Graph traversal
Introduction
Graph traversal, in GNN, has a different semantics than classical graph computation. The training model of mainstream deep learning algorithms iterates by batch. To meet this requirement, the data has to be accessible by batch, and we call this data access pattern traversal. In GNN algorithms, the data source is the graph, and the training samples usually consist of the vertices and edges of the graph. Graph traversal refers to providing the algorithm with the ability to access vertices, edges or subgraphs by batch.
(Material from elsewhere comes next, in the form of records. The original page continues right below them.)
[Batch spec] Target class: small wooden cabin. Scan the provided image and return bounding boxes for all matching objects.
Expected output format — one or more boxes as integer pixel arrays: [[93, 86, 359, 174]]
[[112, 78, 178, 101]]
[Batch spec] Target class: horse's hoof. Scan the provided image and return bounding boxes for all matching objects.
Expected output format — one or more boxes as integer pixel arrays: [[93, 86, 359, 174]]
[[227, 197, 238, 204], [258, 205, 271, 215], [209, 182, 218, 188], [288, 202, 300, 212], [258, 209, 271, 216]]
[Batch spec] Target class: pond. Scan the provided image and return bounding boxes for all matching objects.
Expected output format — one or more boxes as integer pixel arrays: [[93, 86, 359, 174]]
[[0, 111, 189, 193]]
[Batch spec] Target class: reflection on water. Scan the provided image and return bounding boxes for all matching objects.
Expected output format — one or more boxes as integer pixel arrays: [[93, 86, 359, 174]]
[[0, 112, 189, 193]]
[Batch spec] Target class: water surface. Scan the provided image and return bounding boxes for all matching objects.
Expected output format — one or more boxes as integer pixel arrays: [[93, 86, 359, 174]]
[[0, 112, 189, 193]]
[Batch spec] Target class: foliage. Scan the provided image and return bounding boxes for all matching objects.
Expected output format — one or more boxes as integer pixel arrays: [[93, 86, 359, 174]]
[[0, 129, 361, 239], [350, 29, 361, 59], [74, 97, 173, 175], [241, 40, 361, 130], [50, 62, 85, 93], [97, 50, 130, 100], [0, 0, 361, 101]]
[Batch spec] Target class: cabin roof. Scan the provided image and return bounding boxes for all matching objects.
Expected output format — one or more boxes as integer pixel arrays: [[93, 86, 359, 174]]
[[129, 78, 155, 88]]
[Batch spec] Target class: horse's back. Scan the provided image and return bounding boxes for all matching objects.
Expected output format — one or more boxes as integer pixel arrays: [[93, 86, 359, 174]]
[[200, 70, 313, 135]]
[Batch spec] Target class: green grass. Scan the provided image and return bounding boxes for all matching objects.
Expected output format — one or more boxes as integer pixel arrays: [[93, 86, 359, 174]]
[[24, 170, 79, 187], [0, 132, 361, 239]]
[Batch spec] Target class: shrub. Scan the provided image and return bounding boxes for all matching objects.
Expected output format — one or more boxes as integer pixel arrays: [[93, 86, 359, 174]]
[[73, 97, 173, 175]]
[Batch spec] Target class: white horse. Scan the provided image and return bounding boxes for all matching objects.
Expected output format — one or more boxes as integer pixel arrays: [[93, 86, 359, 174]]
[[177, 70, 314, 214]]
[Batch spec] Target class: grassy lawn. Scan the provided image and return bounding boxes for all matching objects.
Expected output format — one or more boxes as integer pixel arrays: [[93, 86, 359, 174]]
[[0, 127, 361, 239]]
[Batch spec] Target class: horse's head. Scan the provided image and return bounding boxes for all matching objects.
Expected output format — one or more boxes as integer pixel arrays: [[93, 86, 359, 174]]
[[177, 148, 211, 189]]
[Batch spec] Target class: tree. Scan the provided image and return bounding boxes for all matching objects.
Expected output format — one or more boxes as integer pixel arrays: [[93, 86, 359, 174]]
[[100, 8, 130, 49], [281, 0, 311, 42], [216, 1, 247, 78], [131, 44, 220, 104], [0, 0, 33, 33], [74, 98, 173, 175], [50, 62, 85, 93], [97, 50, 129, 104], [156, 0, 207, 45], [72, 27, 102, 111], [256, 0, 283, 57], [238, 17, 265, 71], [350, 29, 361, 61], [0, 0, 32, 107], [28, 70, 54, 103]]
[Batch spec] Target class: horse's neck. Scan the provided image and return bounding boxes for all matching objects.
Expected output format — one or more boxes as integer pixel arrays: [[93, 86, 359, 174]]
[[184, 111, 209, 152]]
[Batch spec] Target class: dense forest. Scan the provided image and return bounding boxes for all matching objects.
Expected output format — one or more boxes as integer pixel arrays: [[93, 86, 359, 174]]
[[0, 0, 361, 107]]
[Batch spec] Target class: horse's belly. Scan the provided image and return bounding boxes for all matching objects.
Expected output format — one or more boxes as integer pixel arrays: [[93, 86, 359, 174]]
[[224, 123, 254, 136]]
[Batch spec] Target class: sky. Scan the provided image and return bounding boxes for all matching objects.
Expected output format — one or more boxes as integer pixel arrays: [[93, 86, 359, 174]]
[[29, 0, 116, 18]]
Currently GL supports batch traversal of vertices and edges. This random traversal can be either putback-free or putback. In a no-replay traversal, gl.OutOfRangeError
is triggered every time an epoch ends. The data source being traversed is partitioned, i.e. the current worker (in the case of distributed TF) only traverses the data on the Server corresponding to it.
Vertex traversal
Usage
There are 3 sources of data for vertices: all vertices of uniqueness, source vertices of all edges, and destination vertices of all edges. Vertex traversal relies on the NodeSampler
operator. The node_sampler()
interface of the Graph object returns a NodeSampler
object, which in turn calls the get()
interface to return data in Nodes
format.
def node_sampler(type, batch_size=64, strategy="by_order", node_from=gl.NODE):
"""
Args:
type(string): vertex type when node_from is gl.NODE, otherwise it is edge type;
batch_size(int): the number of vertices to be traversed each time
strategy(string): optional values are "by_order" and "random", which means ordered traversal and random traversal. When use "by_order", if the bottom is less than batch_size, the actual number will be returned, if the actual number is 0, gl.OutOfRangeError will be triggered.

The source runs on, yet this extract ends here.